Sources: Detected tool sequence repetitions.
Candidate Lifecycle
detect → draft → score → corroborate → review → promote/reject
1. Detect
The Learning Digest scans recent learning records and identifies patterns:
def digest_reflection_opportunities(opportunities, *, limit=5, min_score=60.0):
# Filter: only records scoring above the threshold
# Deduplicate by (candidate_type, scope, source_label)
# Return top N candidate drafts
2. Draft
Each candidate is assigned a dedupe key to prevent duplicate proposals:
dedupe_key = "{candidate_type}:{scope_type}:{scope_id}:{source_label}"
# e.g., "routing_hint:agent:cto:budget_incident"
3. Score
Initial scoring uses the learning record's own score (0–100).
4. Corroborate
The candidate is evaluated against held-out evidence — learning records that weren't used to generate the candidate:
# Match: same source_label, same scope, different record IDs
avg_score = mean(matching_record_scores)
corroboration_bonus = min(15.0, num_matches * 5.0)
candidate_score = min(100, avg_score * 0.85 + corroboration_bonus)
A candidate with 3 corroborating records gets a +15 bonus. A candidate with zero corroboration is capped at 45 points and automatically fails.
5. Promote or Reject
Candidates scoring ≥ 60 (pass score) are promoted.
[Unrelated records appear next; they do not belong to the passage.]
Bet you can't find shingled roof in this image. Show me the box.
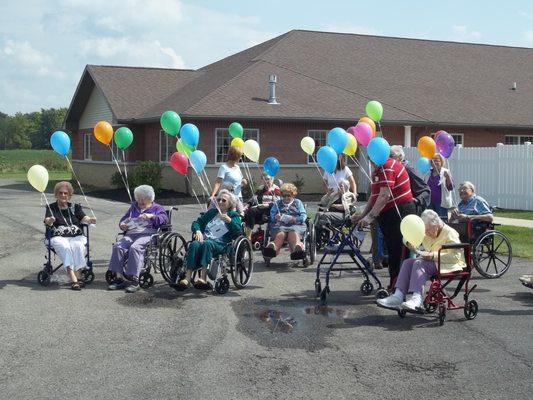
[65,30,533,127]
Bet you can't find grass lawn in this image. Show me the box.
[494,210,533,220]
[497,226,533,259]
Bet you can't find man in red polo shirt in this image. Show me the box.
[353,157,416,284]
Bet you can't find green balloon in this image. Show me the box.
[229,122,244,138]
[365,100,383,122]
[176,139,196,158]
[114,126,133,150]
[160,111,181,136]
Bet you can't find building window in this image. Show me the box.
[307,130,328,164]
[505,135,533,144]
[83,133,92,160]
[450,133,465,146]
[159,131,176,162]
[215,128,259,164]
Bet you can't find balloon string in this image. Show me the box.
[381,165,402,219]
[349,156,372,183]
[185,174,207,211]
[108,145,133,203]
[65,156,96,218]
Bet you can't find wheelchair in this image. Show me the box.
[168,235,254,294]
[262,214,317,268]
[105,207,187,289]
[37,224,94,286]
[448,221,513,279]
[398,243,479,326]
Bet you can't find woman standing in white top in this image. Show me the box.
[209,146,248,203]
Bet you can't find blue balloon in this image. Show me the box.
[367,137,390,167]
[416,157,431,174]
[50,131,70,156]
[189,150,207,174]
[263,157,279,177]
[316,146,337,174]
[180,124,200,147]
[326,128,348,154]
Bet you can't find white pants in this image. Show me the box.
[50,235,87,271]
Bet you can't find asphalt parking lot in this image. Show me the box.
[0,185,533,399]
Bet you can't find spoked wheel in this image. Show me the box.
[439,304,446,326]
[139,272,154,289]
[230,237,254,289]
[105,271,117,285]
[37,271,50,286]
[464,300,478,319]
[81,269,94,283]
[159,232,187,283]
[474,231,513,278]
[361,281,374,296]
[215,276,230,294]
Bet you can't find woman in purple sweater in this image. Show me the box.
[109,185,168,293]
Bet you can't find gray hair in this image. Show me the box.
[459,181,476,193]
[420,210,444,228]
[390,144,405,161]
[133,185,155,202]
[217,189,237,210]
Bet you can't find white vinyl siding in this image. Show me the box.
[79,86,114,129]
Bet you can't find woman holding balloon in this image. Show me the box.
[377,210,466,312]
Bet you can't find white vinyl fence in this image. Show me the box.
[357,144,533,210]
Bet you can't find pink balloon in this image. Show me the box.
[170,152,189,175]
[354,122,374,146]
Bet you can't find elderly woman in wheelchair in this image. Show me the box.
[377,210,466,312]
[263,183,308,260]
[108,185,169,293]
[177,190,242,290]
[39,181,96,290]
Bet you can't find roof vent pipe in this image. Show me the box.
[268,74,279,104]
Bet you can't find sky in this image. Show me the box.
[0,0,533,115]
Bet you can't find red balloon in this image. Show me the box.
[170,152,189,175]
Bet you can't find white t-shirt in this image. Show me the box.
[324,167,353,192]
[217,163,242,198]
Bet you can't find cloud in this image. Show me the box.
[452,25,483,42]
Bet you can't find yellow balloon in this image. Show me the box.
[300,136,315,155]
[231,138,244,149]
[242,139,261,162]
[28,165,48,193]
[400,214,426,247]
[343,134,357,156]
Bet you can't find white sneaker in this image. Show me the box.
[376,295,403,310]
[402,294,424,312]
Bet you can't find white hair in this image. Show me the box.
[420,210,444,228]
[217,189,237,210]
[459,181,476,193]
[390,144,405,161]
[133,185,155,202]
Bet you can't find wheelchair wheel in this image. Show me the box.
[361,281,374,296]
[230,236,254,289]
[474,231,513,278]
[464,300,478,319]
[139,272,154,289]
[215,276,229,294]
[159,232,187,283]
[81,269,94,283]
[37,271,50,286]
[105,270,117,285]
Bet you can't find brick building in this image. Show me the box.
[65,30,533,192]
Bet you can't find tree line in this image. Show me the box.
[0,108,67,150]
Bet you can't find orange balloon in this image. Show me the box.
[416,136,437,160]
[94,121,113,145]
[359,117,376,136]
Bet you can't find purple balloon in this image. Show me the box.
[435,132,455,158]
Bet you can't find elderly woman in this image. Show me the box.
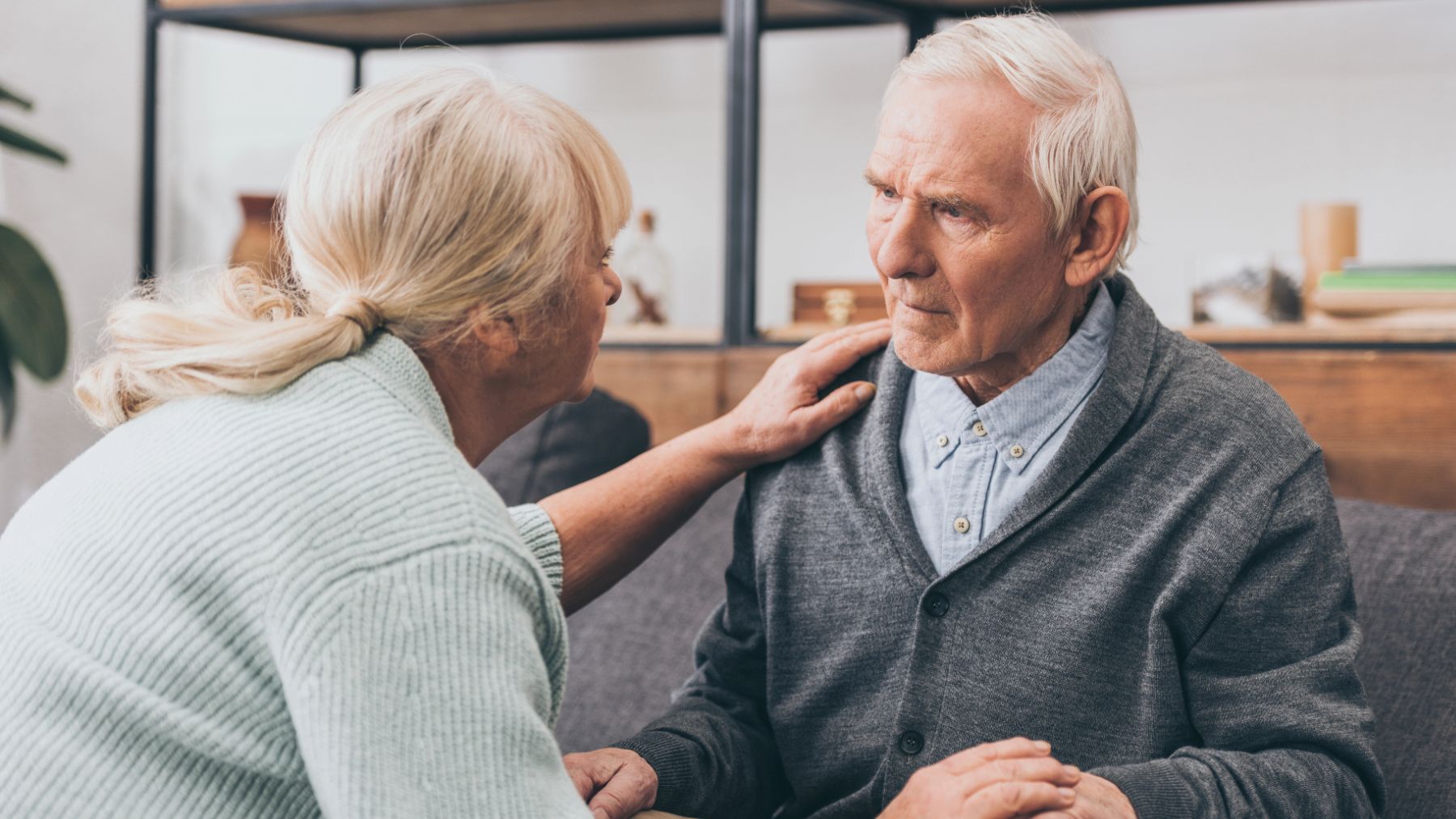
[0,70,1071,817]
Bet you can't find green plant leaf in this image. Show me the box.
[0,224,67,381]
[0,86,35,111]
[0,125,66,164]
[0,327,15,441]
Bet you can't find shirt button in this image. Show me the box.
[899,730,925,757]
[921,592,950,617]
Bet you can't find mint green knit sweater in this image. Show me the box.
[0,333,588,819]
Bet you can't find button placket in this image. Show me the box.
[899,730,925,757]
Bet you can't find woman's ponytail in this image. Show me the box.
[76,268,384,428]
[76,69,630,428]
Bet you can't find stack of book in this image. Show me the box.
[1310,262,1456,324]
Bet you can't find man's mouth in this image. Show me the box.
[895,298,945,315]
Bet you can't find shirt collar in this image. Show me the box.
[907,373,976,468]
[910,284,1117,475]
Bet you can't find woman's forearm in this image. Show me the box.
[540,417,751,614]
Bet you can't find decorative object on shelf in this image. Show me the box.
[0,79,70,439]
[824,286,855,327]
[794,281,885,327]
[1299,202,1360,304]
[1192,256,1303,327]
[229,193,288,282]
[613,209,673,324]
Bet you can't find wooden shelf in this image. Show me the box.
[601,324,724,346]
[157,0,899,48]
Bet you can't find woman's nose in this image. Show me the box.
[604,264,622,307]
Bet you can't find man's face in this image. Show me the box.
[865,78,1070,377]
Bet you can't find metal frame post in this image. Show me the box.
[722,0,763,346]
[349,48,364,93]
[137,0,162,282]
[906,11,941,54]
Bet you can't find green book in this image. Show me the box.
[1340,260,1456,277]
[1319,271,1456,293]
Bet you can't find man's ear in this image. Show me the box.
[470,308,521,361]
[1066,185,1132,286]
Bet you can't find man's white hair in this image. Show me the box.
[885,11,1137,277]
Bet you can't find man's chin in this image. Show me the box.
[892,327,961,375]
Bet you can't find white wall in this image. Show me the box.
[0,0,142,526]
[1066,0,1456,324]
[0,0,1456,521]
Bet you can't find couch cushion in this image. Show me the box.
[1336,500,1456,819]
[557,479,743,754]
[479,390,652,506]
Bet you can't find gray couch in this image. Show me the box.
[482,393,1456,819]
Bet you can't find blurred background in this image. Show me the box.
[0,0,1456,526]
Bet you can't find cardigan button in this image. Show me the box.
[899,730,925,757]
[921,592,950,617]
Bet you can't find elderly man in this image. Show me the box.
[566,15,1385,819]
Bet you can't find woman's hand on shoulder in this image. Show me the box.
[713,320,890,468]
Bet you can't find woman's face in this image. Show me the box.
[548,241,622,402]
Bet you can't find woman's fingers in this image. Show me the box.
[801,320,890,387]
[799,381,875,442]
[965,781,1077,817]
[798,319,890,352]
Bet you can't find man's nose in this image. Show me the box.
[875,202,935,279]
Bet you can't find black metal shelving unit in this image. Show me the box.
[138,0,1310,346]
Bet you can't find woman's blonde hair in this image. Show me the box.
[885,11,1137,277]
[76,69,630,426]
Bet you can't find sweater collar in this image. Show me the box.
[341,330,455,446]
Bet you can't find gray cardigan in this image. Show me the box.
[620,277,1385,819]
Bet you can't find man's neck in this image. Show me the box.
[955,284,1099,406]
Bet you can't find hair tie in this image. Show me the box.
[324,295,384,337]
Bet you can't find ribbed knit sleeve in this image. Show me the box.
[280,541,586,819]
[511,504,561,597]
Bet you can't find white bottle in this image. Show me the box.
[613,209,673,324]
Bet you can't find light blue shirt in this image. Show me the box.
[899,285,1117,575]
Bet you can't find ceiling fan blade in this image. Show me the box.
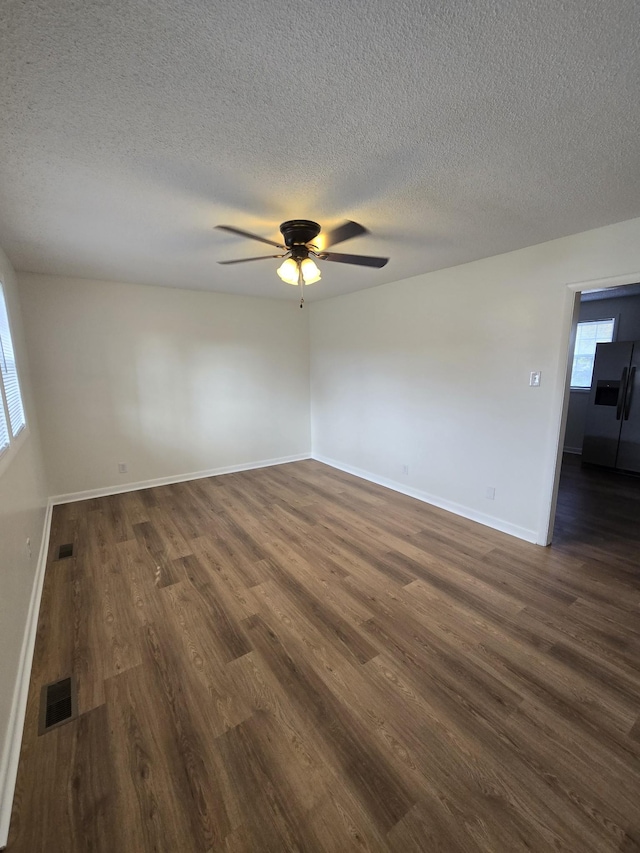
[215,225,286,249]
[323,219,369,249]
[318,252,389,269]
[218,255,284,264]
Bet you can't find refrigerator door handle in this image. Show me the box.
[616,367,629,421]
[624,364,636,421]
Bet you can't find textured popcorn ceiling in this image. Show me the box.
[0,0,640,299]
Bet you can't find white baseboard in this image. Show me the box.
[0,501,53,849]
[312,453,538,544]
[49,453,311,506]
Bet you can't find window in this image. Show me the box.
[0,284,26,453]
[571,317,615,388]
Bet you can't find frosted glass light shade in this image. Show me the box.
[277,258,298,284]
[300,258,320,284]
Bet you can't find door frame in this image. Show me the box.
[537,272,640,545]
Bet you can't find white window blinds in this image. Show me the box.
[0,284,25,442]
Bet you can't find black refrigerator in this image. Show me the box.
[582,341,640,473]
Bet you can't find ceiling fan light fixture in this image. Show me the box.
[300,258,321,284]
[277,258,299,284]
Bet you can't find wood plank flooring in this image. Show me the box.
[8,459,640,853]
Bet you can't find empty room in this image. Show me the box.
[0,0,640,853]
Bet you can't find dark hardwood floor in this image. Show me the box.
[8,459,640,853]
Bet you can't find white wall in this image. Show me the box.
[19,274,310,495]
[310,219,640,541]
[0,250,47,845]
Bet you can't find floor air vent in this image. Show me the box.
[38,676,78,735]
The promotion effect depends on the candidate type:
| Candidate Type | Promotion Action |
|---|---|
| Prompt Fragment | Inject guidance into the Adaptation Overlay Store |
| Fix Template | Create TDD repair playbook entry |
| Routing Hint | Modify semantic router bias settings |
| Validator Policy Tweak | Override validation parameters for the run kind |
| Flow Offload | Register a new deterministic flow definition |
Adaptation Overlay Store
Promoted candidates are stored in the Adaptation Overlay Store (adaptation_overlay_store.py), which provides a persistent registry of active system modifications:
entries = overlay_store.get_prompt_fragments(
agent_id="introspection_loop",
run_kind="introspection_evaluation",
)
# Returns: [{"guidance": ["Prefer concrete patterns...", "Only suggest..."]}]
These entries are queried at runtime and injected into the appropriate prompts, creating a feedback loop where past failures inform future reasoning.
Autonomous Mode
In Autonomous Mode, the Adaptation Engine auto-approves candidates that score above the pass threshold without waiting for human review. This enables fully self-improving operation where the system evolves its own behaviour based on observed outcomes.
In manual mode, candidates are queued in the dashboard for operator review before promotion.